Yoko Ono was a primary innovator of the event score, a mainstay of procedural poetry from the 1960s and 1970s. Looking closely at Grapefruit: A Book of Instruction and Drawings (1970), alongside Ono's perennial interest in idleness and whimsy, this essay asks how valuing the somatic dimensions of instruction-based poetry challenges our methods of reading and apprehending poetic texts and insists that we distinguish between procedure-as-poem and the speculative text that is created by bodies performing instruction-based poems. The unknowable, unreadable outcomes of these embodied poems become increasingly legible and nuanced as we shift critical focus from the textual to the extra-textual surround in social and pedagogical spaces.

ADRIAN PIPER

Procedure, Intimate Inquiry, Archives

Adrian Piper seeks to establish her position in the face of her marginalized identity by developing her work as a kind of broader informational, archival project – a project enhanced by the creation of her own physical and digital archive. Considering Julietta Singh’s proposition that “the archive is a stimulus between myself and myself,” I attend to how Piper’s artworks – in particular her Catalysis performances (1970s) and the My Calling (Card) series (1986 and 1990) – foreground questions about subjectivity and agency within Piper’s life and practice as modes that represent the entanglement of philosophical inquiry and art making. Piper’s outputs demonstrate a need to situate herself, as a thinking and embodied entity, in the art world and in the world in general.

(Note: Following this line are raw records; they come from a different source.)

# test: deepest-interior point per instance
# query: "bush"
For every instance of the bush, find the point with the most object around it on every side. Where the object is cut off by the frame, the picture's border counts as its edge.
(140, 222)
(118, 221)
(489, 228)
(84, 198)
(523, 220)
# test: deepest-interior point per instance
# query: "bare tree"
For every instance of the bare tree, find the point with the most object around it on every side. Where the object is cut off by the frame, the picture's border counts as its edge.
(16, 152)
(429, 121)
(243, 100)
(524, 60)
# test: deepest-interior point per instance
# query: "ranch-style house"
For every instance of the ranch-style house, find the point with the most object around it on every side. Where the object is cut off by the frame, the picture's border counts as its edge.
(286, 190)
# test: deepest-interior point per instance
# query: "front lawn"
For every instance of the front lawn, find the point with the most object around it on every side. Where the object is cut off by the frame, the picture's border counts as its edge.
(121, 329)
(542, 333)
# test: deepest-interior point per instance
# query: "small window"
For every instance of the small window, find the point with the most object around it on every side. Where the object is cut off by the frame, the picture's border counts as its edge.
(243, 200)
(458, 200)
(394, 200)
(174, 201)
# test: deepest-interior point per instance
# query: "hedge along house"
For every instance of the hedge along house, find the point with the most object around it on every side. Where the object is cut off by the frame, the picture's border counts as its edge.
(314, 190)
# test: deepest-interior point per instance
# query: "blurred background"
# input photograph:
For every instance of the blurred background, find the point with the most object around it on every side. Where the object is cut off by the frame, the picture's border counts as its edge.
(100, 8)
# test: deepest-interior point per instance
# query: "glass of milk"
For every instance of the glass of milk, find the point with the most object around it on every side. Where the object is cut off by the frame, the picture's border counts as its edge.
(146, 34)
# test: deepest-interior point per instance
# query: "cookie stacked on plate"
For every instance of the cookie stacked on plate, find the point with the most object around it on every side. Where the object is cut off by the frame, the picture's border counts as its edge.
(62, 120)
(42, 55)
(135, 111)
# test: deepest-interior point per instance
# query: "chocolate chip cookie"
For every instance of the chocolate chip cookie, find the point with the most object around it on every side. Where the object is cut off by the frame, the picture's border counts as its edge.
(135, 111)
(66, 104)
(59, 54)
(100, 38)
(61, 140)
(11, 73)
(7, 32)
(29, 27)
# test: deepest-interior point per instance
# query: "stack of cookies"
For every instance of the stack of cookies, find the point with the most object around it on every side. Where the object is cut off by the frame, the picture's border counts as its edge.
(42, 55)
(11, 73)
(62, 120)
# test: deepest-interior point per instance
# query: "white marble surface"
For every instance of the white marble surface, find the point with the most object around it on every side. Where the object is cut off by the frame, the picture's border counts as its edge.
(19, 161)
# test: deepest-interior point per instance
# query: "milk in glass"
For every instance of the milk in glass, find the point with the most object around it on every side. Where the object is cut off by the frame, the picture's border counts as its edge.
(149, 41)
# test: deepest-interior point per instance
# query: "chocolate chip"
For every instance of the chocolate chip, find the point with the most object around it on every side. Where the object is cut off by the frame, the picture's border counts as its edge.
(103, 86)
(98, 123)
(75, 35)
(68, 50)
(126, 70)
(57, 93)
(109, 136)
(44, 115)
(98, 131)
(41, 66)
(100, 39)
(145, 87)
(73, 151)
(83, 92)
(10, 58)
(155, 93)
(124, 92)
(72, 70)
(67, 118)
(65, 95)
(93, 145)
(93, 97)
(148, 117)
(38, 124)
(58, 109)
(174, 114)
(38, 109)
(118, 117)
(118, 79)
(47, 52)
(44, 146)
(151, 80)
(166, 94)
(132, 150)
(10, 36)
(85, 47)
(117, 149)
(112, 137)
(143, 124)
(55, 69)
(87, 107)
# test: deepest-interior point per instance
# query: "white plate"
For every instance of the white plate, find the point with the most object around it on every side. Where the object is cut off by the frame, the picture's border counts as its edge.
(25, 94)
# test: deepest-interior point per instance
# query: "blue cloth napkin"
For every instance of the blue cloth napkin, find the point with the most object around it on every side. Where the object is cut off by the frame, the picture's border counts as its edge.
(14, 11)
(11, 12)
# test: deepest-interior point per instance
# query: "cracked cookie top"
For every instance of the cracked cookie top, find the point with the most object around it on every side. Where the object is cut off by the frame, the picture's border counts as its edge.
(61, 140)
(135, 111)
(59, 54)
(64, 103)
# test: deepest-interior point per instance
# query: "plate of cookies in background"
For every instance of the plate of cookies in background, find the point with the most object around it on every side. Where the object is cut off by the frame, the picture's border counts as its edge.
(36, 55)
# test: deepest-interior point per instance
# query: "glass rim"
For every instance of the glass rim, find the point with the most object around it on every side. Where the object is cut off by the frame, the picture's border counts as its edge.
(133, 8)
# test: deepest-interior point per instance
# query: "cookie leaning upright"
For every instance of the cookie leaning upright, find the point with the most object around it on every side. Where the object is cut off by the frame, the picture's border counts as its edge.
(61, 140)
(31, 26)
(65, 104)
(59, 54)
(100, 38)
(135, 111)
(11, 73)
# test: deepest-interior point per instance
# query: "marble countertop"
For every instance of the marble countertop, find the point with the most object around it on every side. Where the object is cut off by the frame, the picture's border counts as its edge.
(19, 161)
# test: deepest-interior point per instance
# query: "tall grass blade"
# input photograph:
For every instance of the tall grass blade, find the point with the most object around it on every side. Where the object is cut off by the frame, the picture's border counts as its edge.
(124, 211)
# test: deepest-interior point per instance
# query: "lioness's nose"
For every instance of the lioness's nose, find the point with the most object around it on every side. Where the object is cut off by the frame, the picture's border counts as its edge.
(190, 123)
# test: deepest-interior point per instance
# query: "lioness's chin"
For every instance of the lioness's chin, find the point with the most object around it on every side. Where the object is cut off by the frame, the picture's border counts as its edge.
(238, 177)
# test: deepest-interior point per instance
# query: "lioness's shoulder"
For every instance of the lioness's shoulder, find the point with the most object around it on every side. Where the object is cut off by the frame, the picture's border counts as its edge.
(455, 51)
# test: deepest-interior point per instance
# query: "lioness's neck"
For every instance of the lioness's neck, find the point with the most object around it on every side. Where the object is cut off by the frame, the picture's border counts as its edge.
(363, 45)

SPELL AND SURVIVAL TECHNIQUES

Dreams as Procedure in Lyn Hejinian and Jackie Wang’s Poetry

This essay turns to two contemporary poetic texts, Lyn Hejinian’s The Book of a Thousand Eyes (Omnidawn, 2012) and Jackie Wang’s The Sunflower Cast a Spell to Save Us From the Void (Nightboat, 2020), that turn to the unconscious processes of the mind at rest and the forms of materialist attention that they generate. These texts attend to the terrain of work and social reproduction as reflected and refracted in the realm of dream. I argue that rather than framing sleep and dream as interior spaces where solitary fantasies and attachments play out, these books insist on the active interplay between the social and the dreamworld and the material action of dream and sleep.